Trading Cycle: What to Know

On the NSE, options on indices like Nifty 50 and Bank Nifty, as well as individual stocks, follow a three-month trading cycle:

  1. Near-month
  2. Next month
  3. Far-month

Each contract expires on the last Thursday of the expiry month. If Thursday is a holiday, the contract expires on the previous trading day. Additionally, Nifty 50 and Bank Nifty offer weekly contracts expiring every Thursday.

What is a Rollover in Options?

Rollovers are used by traders who wish to extend their positions beyond the current series. It involves:

  • Closing the current expiry position, and
  • Opening a new position in the next expiry series

Example:

If you're holding an August call option on Nifty and believe the index will rise further, you may exit August and enter September, thus maintaining your position.

Rollovers are most common on expiry day and help in:

  • Sustaining exposure in the market
  • Providing clues about trend strength, based on rollover patterns

What is the Rollover Ratio?

The rollover ratio gives insights into trend continuity. It is calculated as:

Rollover Ratio (%) =
(Open Interest of Mid + Far Month Contracts) ÷ (Total OI of Near + Mid + Far Month Contracts) × 100

When this ratio is higher than the previous series, it may signal trend continuation in the upcoming expiry—at least in the short run. To make better predictions, combine rollover ratios with other technical indicators.
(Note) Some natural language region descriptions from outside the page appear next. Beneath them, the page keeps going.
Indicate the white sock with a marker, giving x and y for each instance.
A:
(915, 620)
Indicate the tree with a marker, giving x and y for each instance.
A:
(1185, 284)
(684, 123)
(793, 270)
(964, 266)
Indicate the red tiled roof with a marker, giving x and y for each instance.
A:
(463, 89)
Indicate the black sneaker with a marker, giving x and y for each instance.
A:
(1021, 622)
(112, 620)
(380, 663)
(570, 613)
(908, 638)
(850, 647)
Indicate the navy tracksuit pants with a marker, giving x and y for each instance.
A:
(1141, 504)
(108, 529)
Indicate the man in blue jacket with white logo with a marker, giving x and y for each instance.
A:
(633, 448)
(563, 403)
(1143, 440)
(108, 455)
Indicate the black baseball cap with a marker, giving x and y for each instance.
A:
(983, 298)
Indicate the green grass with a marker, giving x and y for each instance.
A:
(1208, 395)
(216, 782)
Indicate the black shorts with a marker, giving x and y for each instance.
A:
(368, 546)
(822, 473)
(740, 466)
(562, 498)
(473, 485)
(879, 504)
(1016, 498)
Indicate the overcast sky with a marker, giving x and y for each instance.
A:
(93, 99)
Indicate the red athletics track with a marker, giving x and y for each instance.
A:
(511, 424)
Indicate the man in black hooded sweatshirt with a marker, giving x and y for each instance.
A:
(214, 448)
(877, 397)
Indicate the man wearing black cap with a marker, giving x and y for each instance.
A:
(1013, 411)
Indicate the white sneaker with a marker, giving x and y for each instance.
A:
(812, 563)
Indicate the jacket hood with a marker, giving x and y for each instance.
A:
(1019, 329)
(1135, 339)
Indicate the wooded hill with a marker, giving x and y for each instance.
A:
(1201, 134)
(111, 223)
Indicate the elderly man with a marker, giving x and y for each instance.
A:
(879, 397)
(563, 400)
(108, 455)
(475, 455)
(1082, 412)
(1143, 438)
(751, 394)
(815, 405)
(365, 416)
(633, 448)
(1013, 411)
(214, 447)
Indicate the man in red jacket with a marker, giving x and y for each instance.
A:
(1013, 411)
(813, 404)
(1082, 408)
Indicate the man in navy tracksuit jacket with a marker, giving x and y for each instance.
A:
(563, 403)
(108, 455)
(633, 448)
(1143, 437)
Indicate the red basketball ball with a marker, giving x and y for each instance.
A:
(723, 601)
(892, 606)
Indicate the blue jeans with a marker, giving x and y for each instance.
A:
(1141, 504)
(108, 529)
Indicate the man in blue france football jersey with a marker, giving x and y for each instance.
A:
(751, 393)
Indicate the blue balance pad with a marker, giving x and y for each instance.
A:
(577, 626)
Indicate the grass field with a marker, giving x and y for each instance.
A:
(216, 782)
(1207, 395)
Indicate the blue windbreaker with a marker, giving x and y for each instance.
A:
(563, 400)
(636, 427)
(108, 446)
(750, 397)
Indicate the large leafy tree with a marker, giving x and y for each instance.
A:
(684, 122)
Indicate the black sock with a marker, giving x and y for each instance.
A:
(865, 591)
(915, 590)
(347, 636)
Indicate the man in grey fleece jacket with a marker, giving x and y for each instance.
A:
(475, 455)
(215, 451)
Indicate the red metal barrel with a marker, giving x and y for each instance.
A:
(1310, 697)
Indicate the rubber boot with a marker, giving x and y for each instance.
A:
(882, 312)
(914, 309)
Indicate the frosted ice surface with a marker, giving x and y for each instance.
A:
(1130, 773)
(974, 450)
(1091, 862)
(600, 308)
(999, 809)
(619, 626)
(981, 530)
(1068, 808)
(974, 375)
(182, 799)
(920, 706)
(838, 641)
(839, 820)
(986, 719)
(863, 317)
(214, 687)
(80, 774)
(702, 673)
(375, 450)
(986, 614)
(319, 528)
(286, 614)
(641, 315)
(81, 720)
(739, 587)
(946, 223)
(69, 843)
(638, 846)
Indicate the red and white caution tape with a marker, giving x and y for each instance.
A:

Cost vs Duration: A Balancing Act

Longer-duration contracts may feel safer due to the time buffer, but they also come with:

  • Higher premiums
  • Increased break-even levels

Always weigh:

  • Your market outlook
  • Budget for premium
  • Target time frame

Also, consider implied volatility and option Greeks (explained separately) for a more strategic decision.

Points to Remember

  • Option contracts come with a fixed expiry date, unlike stocks.
  • The longer the duration, the higher the premium due to time value.
  • Always factor in both cost and time to expiry before entering an option.
  • Rollovers allow traders to shift positions to the next expiry series without losing exposure.
  • Use rollover ratios to analyze trend strength, but confirm signals with other tools.